I've linked to some very skeptical takes on the ENCODE project, the effort that supposedly identified 80% of our DNA sequence as functional to some degree. I should present some evidence for the other side, though, as it comes up, and some may have come up.
Two recent papers in Cell tell the story. The first proposes "super-enhancers" as regulators of gene transcription. (Here's a brief summary of both). These are clusters of known enhancer sequences, which seem to recruit piles of transcription factors, and act differently from the single-enhancer model. The authors show evidence that these are involved in cell differentiation, and could well provide one of the key systems for determining eventual cellular identity from pluripotent stem cells.
Interest in further understanding the importance of Mediator in ESCs led us to further investigate enhancers bound by the master transcription factors and Mediator in these cells. We found that much of enhancer-associated Mediator occupies exceptionally large enhancer domains and that these domains are associated with genes that play prominent roles in ESC biology. These large domains, or super-enhancers, were found to contain high levels of the key ESC transcription factors Oct4, Sox2, Nanog, Klf4, and Esrrb to stimulate higher transcriptional activity than typical enhancers and to be exceptionally sensitive to reduced levels of Mediator. Super-enhancers were found in a wide variety of differentiated cell types, again associated with key cell-type-specific genes known to play prominent roles in control of their gene expression program
On one level, this is quite interesting, because cellular differentiation is a process that we really need to know a lot more about (the medical applications are enormous). But as a medicinal chemist, this sort of news sort of makes me purse my lips, because we have enough trouble dealing with the good old fashioned transcription factors (whose complexes of proteins were already large enough, thank you). What role there might be for therapeutic intervention in these super-complexes, I couldn't say.
The second paper has more on this concept. They find that these "super-enhancers" are also important in tumor cells (which would make perfect sense), and that they tie into two other big stories in the field, the epigenetic regulator BRD4 and the multifunctional protein cMyc:
Here, we investigate how inhibition of the widely expressed transcriptional coactivator BRD4 leads to selective inhibition of the MYC oncogene in multiple myeloma (MM). BRD4 and Mediator were found to co-occupy thousands of enhancers associated with active genes. They also co-occupied a small set of exceptionally large super-enhancers associated with genes that feature prominently in MM biology, including the MYC oncogene. Treatment of MM tumor cells with the BET-bromodomain inhibitor JQ1 led to preferential loss of BRD4 at super-enhancers and consequent transcription elongation defects that preferentially impacted genes with super-enhancers, including MYC. Super-enhancers were found at key oncogenic drivers in many other tumor cells.
About 3% of the enhancers found in the multiple myeloma cell line turned out to be tenfold-larger super-enhancer complexes, which bring in about ten times as much BRD4. It's been recently discovered that small-molecule ligands for BRD4 have a large effect on the cMyc pathway, and now we may know one of the ways that happens. So that might be part of the answer to the question I posed above: how do you target these things with drugs? Find one of the proteins that it has to recruit in large numbers, and mess up its activity at a small-molecule binding site. And if these giant complexes are even more sensitive to disruptions in these key proteins than usual (as the paper hypothesizes), then so much the better.

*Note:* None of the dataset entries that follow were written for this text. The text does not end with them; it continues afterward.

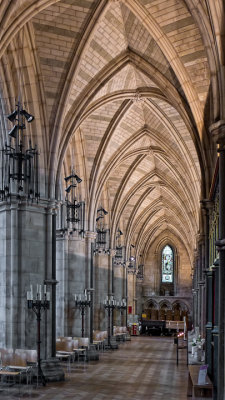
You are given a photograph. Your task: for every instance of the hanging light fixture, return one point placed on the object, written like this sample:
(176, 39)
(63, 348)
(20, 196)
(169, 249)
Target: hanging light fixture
(75, 209)
(132, 262)
(102, 238)
(19, 165)
(119, 256)
(140, 272)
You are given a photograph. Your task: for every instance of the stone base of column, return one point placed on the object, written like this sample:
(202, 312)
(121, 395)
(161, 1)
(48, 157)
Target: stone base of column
(52, 370)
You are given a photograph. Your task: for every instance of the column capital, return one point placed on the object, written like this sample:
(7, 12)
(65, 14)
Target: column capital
(206, 204)
(90, 235)
(112, 252)
(217, 129)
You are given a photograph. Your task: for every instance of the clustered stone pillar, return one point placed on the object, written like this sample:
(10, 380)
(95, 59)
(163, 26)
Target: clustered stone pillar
(218, 131)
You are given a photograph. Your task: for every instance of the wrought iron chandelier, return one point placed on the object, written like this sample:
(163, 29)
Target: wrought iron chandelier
(119, 256)
(140, 272)
(75, 209)
(19, 165)
(102, 238)
(131, 268)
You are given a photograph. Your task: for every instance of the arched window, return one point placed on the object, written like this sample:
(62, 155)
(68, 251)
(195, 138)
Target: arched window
(167, 265)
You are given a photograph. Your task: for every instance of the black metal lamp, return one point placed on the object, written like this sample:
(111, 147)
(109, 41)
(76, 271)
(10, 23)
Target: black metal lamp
(119, 256)
(75, 209)
(102, 238)
(19, 165)
(132, 262)
(140, 272)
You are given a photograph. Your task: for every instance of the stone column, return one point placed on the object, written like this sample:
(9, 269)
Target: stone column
(25, 260)
(208, 328)
(215, 330)
(208, 300)
(218, 131)
(90, 281)
(101, 290)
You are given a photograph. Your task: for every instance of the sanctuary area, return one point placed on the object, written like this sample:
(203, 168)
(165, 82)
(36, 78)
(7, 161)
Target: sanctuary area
(112, 190)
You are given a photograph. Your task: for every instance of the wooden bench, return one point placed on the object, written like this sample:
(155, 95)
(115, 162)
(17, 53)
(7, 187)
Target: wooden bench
(194, 389)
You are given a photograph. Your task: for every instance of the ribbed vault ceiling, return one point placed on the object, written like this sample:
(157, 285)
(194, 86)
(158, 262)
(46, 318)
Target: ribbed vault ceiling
(125, 85)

It's fortunate that chromatin-remodeling proteins such as BRD4 are (at least in some cases) filling that role, because they have pretty well-defining binding pockets that we can target. Direct targeting of cMyc, by contrast, has been quite difficult indeed (here's a new paper with some background on what's been accomplished so far).
Now, to the level of my cell biology expertise, the evidence that these papers have looks reasonably good. I'm certainly willing to believe that there are levels of transcriptional control beyond those that we've realized so far, weary sighs of a chemist aside. But I'll be interested to see the arguments over this concept play out. For example, if these very long stretches of DNA turn out indeed to be so important, how sensitive are they to mutation? One of the key objections to the ENCODE consortium's interpretation of their data is that much of what they're calling "functional" DNA seems to have little trouble drifting along and picking up random mutations. It will be worth applying this analysis to these super-regulators, but I haven't seen that done yet.